The government has invited stakeholder comments on a proposal that seeks to establish ‘Federated Digital Identities’ to optimise the number of digital identities that a citizen needs to have, by linking various consumer identification data into a single unique ID for digital transactions such as authentication and eKYC services.

The proposal is part of the Electronics and IT Ministry’s India Enterprise Architecture 2.0 (IndEA 2.0) framework that aims to enable the governments and the private sector enterprises to design IT architectures that can span beyond organisational boundaries for delivery of integrated services.

“As various government platforms across domains are being digitised, there is a tendency to create more IDs each with its own ID card, ID management, and effort to make it unique, etc,” the Ministry has said in the draft, on which stakeholder comments have been invited till February 27.

Cumbersome process

“Having a multitude [of] IDs, especially to interact with the government, makes it harder for common man for whom these are created! Especially given the diversity in education, awareness and capabilities, this also has a potential to further create exclusion scenarios,” it said.

Noting that digital identity is fundamental to enabling the citizen to answer the first question asked in any interaction with a public or private organisation, ‘who I am’, it pointed out that Aadhaar seems to have answered this question at population scale in respect of all publicly funded schemes.

However, the Ministries and the States are required to create several identities for the same citizen acting in different capacities like student, teacher, farmer, land owner, entrepreneur, customer of a bank, driver, owner of a vehicle, pensioner and so on.

Optimising identities

“InDEA 2.0 proposes a model of Federated Digital Identities that seeks to optimise the number of digital identities that a citizen needs to have. The model empowers the citizen by putting her in control of these identities and providing her the option of choosing which one to use for what purpose. It gives the agency to the citizens and protects privacy-by-design,” it said.

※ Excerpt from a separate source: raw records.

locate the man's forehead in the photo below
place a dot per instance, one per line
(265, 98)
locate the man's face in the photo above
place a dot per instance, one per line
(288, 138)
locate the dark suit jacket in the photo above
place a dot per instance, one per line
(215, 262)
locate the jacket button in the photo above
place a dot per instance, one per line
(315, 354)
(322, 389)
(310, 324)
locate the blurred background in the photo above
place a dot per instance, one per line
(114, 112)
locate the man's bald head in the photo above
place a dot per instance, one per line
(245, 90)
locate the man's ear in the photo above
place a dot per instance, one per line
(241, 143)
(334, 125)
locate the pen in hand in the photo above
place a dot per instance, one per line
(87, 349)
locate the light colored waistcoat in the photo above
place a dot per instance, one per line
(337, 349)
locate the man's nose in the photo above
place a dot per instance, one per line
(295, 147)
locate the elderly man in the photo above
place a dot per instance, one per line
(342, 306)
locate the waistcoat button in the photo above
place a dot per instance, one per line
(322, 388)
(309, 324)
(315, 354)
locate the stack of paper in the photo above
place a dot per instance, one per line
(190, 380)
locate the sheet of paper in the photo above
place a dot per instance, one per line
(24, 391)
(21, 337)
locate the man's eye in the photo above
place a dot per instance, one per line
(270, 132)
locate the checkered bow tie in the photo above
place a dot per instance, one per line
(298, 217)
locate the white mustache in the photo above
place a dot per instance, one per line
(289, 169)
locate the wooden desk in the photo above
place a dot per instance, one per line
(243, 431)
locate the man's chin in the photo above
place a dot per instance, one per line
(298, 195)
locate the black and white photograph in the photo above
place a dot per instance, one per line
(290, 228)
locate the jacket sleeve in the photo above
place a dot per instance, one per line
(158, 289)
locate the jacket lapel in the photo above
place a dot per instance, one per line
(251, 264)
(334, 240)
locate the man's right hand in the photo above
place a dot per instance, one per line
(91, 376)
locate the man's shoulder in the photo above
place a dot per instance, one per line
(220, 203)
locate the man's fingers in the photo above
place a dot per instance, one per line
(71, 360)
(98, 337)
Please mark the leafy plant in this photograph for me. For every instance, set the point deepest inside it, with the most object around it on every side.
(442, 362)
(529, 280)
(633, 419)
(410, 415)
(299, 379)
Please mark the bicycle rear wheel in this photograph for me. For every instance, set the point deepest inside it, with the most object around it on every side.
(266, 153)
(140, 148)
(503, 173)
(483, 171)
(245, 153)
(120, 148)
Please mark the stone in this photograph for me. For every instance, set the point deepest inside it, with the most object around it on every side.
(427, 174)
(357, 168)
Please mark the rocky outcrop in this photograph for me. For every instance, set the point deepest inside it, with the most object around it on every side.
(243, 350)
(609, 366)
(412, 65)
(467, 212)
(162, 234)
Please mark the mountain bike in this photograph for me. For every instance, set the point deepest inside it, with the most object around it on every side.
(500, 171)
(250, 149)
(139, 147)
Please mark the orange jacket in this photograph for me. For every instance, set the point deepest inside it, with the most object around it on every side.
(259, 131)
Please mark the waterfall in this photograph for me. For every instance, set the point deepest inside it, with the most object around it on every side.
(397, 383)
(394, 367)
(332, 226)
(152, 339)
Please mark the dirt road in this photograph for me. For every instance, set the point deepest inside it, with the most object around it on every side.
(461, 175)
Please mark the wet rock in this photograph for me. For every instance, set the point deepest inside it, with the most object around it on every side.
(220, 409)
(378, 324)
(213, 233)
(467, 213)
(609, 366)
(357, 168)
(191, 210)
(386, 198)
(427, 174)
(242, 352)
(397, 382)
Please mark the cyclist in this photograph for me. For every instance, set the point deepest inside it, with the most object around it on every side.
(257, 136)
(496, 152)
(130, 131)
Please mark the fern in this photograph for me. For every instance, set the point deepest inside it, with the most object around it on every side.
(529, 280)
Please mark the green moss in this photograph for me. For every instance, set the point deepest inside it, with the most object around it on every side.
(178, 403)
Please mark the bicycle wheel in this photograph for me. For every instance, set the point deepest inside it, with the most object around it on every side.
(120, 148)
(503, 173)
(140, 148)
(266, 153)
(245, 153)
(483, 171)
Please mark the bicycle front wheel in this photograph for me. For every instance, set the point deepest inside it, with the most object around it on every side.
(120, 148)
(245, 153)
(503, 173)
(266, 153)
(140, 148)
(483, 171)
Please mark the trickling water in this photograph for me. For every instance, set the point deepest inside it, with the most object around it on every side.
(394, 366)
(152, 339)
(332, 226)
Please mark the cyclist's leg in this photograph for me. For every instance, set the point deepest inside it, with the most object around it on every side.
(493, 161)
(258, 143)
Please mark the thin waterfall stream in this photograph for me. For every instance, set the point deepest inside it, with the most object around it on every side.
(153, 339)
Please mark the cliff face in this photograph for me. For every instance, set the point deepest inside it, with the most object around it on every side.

It explained that electronic registries can be linked via the IDs to allow easy, paperless onboarding of citizens and also avoid repeated data verification needs.

For example, when a beneficiary is registered for the PDS scheme, that record will be linked to Aadhaar by the PDS system storing the Aadhaar number (or a tokenised version of it).

Similarly, when someone obtains a PAN, that record gets linked to Aadhaar where the Aadhaar number becomes the linking ID.

Then when that person obtains a mutual fund account, the PAN, in turn, gets linked to the mutual fund record.